Estudiosos dedicados às questões da maternidade advertem que a pior das armadilhas é sair em busca de um gabarito, tentando vestir o mesmo figurino de outras mães. A bússola para a criação dos filhos, afinal, tem a ver com o caldo cultural de cada família. A produtora Renata Pimenta, 37 anos, por exemplo, permite que Pedro, de 4, explore espaços públicos sem segurá-lo pela mão quando anda pela calçada. Seu objetivo é incentivá-lo desde muito cedo a desenvolver autonomia e responsabilidade. “Estou sempre por perto, supervisionando, e ele entende direitinho”, assegura. A decisão, contudo, não passou incólume. “Sempre fazem comentários negativos, até xingamentos já ouvi”, conta Renata. Conselheiros não faltam por aí para tecer suas teses, mesmo que ninguém os tenha consultado. Desde a gravidez, Beatriz Milagre, 25 anos, mãe das gêmeas Catarina e Cecília, de 5 meses, ouve mil e um pitacos. “Quando as meninas nasceram, percebi quanto a maternidade é romantizada e comecei a me sentir mal por não fazer as coisas do jeito esperado”, reconhece a administradora de empresas.
Embora não haja um único roteiro a ser seguido, e parte da graça da vida é a travessia de aprendizado, a ciência já chegou a algumas conclusões que podem ajudar a iluminar o atribulado dia a dia. De uma educação rígida no passado mais remoto, foi-se a um outro polo no anos 1970, quando se disseminou o movimento “autoestima positiva”, em contraposição ao que era visto como uma camisa de força para o livre pensar. Os especialistas da atualidade defendem algo no meio do caminho, um misto de autonomia e limites.
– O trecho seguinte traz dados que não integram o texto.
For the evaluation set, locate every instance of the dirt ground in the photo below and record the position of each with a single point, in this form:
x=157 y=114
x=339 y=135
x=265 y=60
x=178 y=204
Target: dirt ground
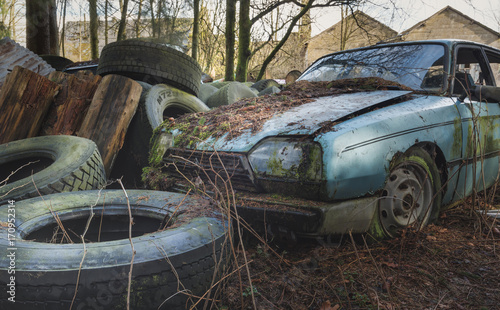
x=452 y=264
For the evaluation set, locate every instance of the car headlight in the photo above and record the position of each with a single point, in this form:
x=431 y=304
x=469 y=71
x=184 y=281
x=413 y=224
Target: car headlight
x=287 y=158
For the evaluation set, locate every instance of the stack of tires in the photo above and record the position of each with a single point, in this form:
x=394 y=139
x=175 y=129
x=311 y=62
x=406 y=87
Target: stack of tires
x=66 y=240
x=171 y=83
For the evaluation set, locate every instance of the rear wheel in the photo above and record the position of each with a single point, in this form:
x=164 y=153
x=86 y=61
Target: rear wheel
x=411 y=196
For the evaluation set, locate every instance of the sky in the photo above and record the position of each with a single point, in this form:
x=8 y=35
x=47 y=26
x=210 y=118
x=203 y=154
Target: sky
x=410 y=12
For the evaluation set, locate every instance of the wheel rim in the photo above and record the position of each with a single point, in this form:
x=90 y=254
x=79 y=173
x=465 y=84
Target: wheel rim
x=407 y=199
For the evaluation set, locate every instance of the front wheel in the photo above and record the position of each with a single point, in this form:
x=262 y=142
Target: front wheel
x=411 y=196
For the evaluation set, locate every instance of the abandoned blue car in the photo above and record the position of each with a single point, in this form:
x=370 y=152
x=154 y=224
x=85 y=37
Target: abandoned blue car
x=394 y=133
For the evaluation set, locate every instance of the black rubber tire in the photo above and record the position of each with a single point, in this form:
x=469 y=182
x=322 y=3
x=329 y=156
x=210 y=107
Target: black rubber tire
x=263 y=84
x=157 y=102
x=229 y=94
x=46 y=274
x=152 y=63
x=206 y=91
x=219 y=85
x=269 y=91
x=164 y=101
x=57 y=62
x=66 y=163
x=414 y=179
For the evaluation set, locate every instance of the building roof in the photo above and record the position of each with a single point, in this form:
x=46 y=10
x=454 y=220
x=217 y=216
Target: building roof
x=358 y=14
x=449 y=8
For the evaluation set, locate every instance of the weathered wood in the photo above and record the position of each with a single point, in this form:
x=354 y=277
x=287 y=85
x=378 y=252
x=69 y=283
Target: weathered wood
x=24 y=101
x=70 y=107
x=112 y=108
x=14 y=55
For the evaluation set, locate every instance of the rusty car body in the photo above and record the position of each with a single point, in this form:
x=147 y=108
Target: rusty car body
x=373 y=160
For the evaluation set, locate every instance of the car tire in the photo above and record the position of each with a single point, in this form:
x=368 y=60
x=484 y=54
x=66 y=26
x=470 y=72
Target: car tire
x=263 y=84
x=152 y=63
x=158 y=102
x=206 y=91
x=60 y=164
x=168 y=265
x=57 y=62
x=229 y=94
x=412 y=194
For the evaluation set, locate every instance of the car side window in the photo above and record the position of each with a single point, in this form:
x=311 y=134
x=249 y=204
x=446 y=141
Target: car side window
x=494 y=60
x=470 y=69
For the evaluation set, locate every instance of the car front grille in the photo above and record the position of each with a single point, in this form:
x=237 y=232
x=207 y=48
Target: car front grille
x=214 y=168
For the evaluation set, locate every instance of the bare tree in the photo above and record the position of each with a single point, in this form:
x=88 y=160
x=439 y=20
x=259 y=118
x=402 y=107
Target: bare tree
x=41 y=27
x=94 y=25
x=230 y=38
x=123 y=20
x=196 y=28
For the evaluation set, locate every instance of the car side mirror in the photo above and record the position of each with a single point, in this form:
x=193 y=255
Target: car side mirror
x=482 y=93
x=487 y=93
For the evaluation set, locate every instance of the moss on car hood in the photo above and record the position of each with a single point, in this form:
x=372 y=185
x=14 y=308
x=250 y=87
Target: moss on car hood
x=251 y=113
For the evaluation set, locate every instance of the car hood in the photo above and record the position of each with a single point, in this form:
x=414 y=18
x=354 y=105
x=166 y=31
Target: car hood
x=305 y=119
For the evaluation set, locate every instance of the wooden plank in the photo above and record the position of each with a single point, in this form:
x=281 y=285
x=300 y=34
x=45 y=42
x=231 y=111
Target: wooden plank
x=110 y=113
x=70 y=107
x=24 y=101
x=14 y=55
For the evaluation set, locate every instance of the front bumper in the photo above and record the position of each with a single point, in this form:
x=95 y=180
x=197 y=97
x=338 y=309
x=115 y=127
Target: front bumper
x=307 y=218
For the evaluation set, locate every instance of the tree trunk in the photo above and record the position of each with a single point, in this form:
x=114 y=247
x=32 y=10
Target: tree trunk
x=63 y=28
x=24 y=101
x=72 y=102
x=94 y=24
x=276 y=49
x=122 y=35
x=37 y=26
x=112 y=108
x=53 y=29
x=153 y=22
x=244 y=52
x=106 y=27
x=138 y=22
x=230 y=38
x=196 y=28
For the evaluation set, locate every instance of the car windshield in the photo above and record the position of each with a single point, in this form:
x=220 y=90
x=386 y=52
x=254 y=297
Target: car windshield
x=418 y=66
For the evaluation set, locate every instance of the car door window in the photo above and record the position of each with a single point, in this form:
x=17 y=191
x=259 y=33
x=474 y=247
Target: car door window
x=470 y=69
x=494 y=60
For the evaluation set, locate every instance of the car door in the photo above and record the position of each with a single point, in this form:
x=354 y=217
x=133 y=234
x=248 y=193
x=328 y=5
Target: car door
x=480 y=120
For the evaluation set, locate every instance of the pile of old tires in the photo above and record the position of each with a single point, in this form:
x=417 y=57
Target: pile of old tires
x=66 y=241
x=66 y=244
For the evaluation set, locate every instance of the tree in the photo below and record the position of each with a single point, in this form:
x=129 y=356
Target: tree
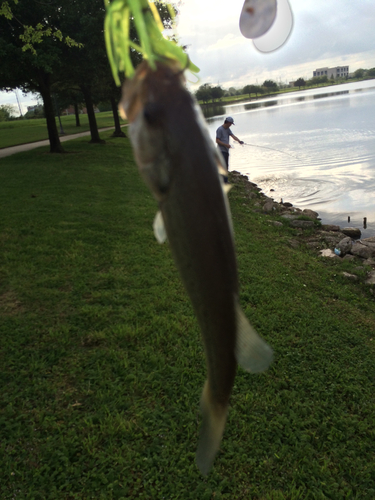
x=300 y=82
x=204 y=93
x=6 y=112
x=216 y=93
x=33 y=72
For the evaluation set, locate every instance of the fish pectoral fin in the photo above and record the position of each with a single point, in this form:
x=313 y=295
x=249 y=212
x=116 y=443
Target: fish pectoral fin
x=211 y=431
x=159 y=228
x=252 y=352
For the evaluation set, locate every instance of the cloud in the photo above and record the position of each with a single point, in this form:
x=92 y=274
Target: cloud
x=330 y=33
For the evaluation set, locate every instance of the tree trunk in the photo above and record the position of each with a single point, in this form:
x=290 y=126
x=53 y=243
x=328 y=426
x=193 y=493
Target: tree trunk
x=76 y=112
x=118 y=132
x=53 y=135
x=95 y=138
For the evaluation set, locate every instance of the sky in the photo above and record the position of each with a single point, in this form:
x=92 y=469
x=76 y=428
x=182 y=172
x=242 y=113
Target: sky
x=325 y=33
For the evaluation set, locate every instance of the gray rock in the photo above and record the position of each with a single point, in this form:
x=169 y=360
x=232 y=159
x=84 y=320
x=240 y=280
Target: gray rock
x=314 y=244
x=330 y=227
x=294 y=243
x=369 y=240
x=348 y=257
x=327 y=252
x=352 y=277
x=289 y=216
x=303 y=224
x=310 y=213
x=353 y=232
x=370 y=278
x=275 y=223
x=268 y=206
x=363 y=251
x=345 y=245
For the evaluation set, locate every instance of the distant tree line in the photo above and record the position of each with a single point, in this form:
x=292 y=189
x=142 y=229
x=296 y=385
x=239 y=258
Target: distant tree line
x=208 y=93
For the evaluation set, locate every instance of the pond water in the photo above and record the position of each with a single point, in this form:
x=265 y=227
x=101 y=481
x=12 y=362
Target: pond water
x=313 y=148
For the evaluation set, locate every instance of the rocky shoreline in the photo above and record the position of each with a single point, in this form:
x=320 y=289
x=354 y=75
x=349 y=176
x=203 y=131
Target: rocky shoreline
x=326 y=240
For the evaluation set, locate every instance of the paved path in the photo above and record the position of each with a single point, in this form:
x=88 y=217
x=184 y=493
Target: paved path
x=33 y=145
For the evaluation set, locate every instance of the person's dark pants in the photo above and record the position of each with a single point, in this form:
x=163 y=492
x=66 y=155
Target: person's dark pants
x=226 y=158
O polêmico Grito de Guerra da Mãe Tigre, da escritora americana descendente de filipina Amy Chua, esquentou a discussão sobre a disciplina como ingrediente essencial à educação. Foi alvejada por muita gente pelo excessivo rigor, mas pôs à mesa a incontornável reflexão sobre o equilíbrio entre o sim e o não. Outra obra que fez o debate ferver foi o best-seller Crianças Francesas Não Fazem Manha, da americana Pamela Druckerman, que se mudou para Paris e ali notou que meninas e meninos eram menos dependentes e mimados. Concluiu que isso era resultado de uma combinação de limites sólidos, crianças envolvidas com a rotina da casa e uma dinâmica em que a maternidade não se torna o trabalho número 1 na vida dos pais. “A função deles é ajudar a controlar os impulsos dos filhos e ensiná-los a regular suas emoções”, arremata a psicóloga Ceres Araújo. O jeito de chegar lá cabe a cada um. Quanto aos palpiteiros de plantão, vale o mandamento: não julgarás.